Liam Keogh

Personal information
- Date of birth: 6 September 1981 (age 44)
- Place of birth: Aberdeen, Scotland
- Position(s): Midfielder

Senior career*
- Years: Team / Apps / (Gls)
- 1997–2002: Celtic / 0 / (0)
- 2001: → Forfar Athletic (loan) / 13 / (3)
- 2002: St Mirren / 1 / (0)
- 2002–2007: Inverness Caledonian Thistle / 86 / (3)
- 2007: Peterhead / 14 / (0)
- 2008–2009: Elgin City / 5 / (0)
- Total:  / 119 / (6)

= Liam Keogh =

Scottish footballer (born 1981)

Liam Keogh (born 6 September 1981) is a Scottish former professional footballer, who played as a midfielder.

He began his career as a junior with Celtic in September 1997, but never appeared in the Celtic first team. He made his league debut on loan to Forfar Athletic in March 2001, scoring 3 times in 13 games during his loan spell.

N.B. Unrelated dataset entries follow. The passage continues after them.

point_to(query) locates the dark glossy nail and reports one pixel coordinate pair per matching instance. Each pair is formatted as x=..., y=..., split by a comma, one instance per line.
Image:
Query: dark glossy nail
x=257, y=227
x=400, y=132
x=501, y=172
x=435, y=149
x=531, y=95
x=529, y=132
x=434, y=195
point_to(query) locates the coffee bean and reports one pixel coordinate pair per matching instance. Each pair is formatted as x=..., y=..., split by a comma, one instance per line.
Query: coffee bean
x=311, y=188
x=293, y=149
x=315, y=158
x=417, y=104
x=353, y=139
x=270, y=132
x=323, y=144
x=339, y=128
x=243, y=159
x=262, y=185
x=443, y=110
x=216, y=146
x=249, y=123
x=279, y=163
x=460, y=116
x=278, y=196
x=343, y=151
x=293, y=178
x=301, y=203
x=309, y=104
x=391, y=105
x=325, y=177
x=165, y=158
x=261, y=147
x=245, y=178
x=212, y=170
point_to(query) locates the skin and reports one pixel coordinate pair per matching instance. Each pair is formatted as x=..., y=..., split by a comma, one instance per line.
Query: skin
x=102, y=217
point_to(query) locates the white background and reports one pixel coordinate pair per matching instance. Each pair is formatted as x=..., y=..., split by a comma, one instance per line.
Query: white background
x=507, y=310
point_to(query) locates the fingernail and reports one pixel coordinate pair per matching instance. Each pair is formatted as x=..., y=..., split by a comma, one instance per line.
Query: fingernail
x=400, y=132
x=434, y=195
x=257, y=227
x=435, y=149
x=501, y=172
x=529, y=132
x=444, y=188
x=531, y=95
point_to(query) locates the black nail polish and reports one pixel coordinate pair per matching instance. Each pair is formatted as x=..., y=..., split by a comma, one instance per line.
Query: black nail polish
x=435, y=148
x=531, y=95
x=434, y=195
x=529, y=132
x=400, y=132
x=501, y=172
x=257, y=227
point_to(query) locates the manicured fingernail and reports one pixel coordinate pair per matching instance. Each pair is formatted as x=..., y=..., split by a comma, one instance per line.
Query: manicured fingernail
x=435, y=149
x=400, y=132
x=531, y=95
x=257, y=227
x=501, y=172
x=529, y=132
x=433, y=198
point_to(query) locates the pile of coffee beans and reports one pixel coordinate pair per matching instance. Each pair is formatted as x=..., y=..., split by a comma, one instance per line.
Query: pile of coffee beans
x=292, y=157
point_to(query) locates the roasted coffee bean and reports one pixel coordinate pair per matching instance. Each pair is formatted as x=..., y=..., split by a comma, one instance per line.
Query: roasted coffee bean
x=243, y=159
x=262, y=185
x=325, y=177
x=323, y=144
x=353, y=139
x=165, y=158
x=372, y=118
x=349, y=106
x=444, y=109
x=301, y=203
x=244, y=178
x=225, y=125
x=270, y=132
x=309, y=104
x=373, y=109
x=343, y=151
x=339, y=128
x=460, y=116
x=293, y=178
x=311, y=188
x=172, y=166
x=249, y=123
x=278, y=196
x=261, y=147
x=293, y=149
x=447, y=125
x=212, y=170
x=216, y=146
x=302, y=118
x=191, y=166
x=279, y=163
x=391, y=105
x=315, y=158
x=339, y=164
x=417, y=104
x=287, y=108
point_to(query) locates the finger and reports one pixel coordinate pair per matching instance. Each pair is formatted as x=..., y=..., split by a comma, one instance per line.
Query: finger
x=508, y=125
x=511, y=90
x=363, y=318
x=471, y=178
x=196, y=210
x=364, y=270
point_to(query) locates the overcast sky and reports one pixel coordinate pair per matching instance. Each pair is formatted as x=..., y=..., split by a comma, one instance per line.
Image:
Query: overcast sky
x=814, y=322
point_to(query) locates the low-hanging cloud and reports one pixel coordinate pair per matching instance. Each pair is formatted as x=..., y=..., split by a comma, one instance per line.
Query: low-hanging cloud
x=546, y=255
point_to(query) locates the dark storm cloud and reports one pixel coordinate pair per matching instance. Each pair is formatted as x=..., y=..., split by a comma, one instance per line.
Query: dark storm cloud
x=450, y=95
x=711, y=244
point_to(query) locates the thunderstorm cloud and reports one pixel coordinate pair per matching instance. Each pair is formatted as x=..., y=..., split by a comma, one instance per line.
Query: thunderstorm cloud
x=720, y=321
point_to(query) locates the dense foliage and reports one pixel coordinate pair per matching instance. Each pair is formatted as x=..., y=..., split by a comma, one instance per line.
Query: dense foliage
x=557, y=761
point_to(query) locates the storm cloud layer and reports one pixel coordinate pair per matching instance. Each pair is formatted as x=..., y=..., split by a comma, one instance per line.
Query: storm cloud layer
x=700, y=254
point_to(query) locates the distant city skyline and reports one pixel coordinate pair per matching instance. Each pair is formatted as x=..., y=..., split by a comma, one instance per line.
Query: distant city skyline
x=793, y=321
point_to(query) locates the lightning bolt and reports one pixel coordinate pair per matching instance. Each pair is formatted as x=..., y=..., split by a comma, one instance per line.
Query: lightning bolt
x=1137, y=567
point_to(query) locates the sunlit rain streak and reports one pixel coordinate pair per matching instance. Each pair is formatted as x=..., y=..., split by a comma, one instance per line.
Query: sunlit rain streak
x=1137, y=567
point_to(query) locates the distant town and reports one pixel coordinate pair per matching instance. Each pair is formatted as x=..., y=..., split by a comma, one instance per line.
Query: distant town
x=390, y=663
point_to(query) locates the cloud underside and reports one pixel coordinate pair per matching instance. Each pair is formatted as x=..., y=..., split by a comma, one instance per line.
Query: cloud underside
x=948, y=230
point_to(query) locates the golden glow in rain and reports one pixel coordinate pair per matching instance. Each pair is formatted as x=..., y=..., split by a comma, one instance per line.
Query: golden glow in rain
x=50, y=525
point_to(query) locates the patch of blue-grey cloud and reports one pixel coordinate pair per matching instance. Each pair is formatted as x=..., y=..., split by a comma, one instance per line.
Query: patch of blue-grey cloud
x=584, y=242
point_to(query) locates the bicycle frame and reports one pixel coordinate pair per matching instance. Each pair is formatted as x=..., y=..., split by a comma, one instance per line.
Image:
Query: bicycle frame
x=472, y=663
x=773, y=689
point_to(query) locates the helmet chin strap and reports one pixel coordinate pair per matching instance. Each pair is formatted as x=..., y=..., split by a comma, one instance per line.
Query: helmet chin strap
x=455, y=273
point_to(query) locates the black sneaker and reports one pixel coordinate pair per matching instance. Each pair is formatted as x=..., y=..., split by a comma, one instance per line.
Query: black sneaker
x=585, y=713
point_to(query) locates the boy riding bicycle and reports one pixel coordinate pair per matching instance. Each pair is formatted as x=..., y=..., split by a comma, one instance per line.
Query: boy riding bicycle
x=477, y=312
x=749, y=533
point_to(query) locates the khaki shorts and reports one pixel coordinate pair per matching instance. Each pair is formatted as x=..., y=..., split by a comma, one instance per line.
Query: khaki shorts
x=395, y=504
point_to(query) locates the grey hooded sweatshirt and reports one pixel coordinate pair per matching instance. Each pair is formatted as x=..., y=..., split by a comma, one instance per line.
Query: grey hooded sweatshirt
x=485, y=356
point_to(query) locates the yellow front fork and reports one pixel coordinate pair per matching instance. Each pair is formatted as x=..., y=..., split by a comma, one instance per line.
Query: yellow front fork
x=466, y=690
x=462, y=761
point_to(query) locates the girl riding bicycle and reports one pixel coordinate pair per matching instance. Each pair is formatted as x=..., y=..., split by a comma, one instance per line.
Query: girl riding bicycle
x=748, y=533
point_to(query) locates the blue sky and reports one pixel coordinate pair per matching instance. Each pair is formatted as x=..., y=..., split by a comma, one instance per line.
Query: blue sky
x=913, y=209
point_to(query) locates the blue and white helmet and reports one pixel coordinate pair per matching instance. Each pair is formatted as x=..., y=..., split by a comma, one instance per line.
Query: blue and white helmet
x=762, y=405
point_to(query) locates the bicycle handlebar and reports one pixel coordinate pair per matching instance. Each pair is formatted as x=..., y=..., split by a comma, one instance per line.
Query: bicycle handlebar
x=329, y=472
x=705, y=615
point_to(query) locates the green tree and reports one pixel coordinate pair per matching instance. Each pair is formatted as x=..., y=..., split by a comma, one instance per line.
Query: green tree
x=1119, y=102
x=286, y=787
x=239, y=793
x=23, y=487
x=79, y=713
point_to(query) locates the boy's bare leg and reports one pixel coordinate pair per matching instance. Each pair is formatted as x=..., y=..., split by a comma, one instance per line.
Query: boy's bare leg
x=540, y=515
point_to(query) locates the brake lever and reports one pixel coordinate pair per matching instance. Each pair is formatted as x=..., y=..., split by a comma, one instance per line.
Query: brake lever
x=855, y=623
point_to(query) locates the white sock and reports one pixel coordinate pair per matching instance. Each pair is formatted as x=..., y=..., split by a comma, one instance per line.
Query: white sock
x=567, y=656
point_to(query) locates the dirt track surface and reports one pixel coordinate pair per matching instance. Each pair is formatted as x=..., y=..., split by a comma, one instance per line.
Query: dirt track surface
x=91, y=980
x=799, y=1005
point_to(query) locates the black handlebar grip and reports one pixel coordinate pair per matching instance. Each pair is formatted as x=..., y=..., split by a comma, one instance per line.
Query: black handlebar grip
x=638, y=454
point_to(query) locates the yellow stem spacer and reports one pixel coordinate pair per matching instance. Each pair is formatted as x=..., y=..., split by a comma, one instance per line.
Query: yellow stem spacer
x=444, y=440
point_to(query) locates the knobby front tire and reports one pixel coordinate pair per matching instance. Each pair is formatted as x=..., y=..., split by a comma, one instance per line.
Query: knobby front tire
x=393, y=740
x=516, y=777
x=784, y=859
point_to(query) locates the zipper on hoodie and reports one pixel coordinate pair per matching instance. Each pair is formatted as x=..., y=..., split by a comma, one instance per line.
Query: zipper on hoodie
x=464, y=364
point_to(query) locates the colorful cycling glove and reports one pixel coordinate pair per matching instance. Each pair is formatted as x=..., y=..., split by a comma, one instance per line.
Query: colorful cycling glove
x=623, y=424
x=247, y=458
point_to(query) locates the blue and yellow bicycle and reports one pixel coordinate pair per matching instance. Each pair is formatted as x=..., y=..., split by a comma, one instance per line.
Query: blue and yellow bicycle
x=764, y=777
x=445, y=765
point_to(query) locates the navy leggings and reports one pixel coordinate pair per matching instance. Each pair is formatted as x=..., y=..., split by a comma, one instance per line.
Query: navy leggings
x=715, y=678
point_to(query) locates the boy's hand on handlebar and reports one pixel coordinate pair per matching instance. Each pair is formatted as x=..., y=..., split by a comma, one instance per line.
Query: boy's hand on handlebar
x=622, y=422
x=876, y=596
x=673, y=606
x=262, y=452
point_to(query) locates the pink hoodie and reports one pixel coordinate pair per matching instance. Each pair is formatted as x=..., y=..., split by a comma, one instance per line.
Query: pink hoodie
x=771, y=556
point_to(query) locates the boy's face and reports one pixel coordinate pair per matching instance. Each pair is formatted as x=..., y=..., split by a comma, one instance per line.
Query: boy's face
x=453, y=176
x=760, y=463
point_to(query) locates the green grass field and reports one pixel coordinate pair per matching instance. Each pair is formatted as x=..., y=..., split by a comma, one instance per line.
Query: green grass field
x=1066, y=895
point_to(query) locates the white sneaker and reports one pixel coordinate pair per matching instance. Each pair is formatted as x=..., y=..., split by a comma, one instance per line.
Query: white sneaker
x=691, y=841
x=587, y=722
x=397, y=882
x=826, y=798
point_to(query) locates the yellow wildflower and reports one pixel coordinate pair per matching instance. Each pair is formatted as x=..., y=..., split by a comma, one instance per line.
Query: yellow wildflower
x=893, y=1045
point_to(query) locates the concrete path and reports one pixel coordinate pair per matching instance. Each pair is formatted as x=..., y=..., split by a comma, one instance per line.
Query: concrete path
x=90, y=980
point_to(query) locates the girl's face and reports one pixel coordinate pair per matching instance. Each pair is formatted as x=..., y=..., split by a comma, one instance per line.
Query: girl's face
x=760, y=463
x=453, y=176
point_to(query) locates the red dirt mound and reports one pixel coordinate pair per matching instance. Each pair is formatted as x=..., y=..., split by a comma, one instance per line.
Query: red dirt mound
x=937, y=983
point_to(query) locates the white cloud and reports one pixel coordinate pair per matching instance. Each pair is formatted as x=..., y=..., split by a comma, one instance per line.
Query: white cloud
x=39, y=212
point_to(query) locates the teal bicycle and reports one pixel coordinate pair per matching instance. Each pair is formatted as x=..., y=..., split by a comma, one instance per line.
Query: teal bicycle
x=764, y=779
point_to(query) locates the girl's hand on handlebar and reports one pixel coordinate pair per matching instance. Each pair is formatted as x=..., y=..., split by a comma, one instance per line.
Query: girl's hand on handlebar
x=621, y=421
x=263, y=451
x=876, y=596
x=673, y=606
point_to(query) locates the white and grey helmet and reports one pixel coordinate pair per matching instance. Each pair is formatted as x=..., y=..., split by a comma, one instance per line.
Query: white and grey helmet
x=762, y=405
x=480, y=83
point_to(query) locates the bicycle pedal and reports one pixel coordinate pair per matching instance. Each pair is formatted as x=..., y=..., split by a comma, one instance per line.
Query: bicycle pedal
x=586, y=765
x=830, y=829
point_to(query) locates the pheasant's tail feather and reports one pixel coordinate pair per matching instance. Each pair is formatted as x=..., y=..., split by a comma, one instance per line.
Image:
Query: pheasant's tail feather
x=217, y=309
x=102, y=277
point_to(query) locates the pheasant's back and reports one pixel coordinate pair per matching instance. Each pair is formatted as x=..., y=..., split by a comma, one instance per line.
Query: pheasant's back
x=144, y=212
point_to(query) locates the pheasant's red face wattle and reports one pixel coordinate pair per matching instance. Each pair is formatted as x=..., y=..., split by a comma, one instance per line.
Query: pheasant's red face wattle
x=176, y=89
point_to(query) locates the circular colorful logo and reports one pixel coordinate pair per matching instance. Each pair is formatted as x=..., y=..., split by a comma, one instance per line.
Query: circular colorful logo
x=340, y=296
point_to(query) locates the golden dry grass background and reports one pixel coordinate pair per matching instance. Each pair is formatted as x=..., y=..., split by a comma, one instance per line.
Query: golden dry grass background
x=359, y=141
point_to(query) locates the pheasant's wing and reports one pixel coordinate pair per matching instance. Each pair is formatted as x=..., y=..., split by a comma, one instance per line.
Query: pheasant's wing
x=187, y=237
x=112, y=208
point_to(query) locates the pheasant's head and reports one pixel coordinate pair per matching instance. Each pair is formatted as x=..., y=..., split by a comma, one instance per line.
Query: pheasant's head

Keogh left Celtic to join St Mirren on a free transfer in March 2002. In August 2002, after just one appearance, as a substitute, for St Mirren he joined Inverness Caledonian Thistle.

In January 2007, with his contract due to expire at the end of the season, he was signed by Peterhead. He then played for Elgin City for one season.

He is the father of current Inverness Caledonian Thistle midfielder, Shae Keogh.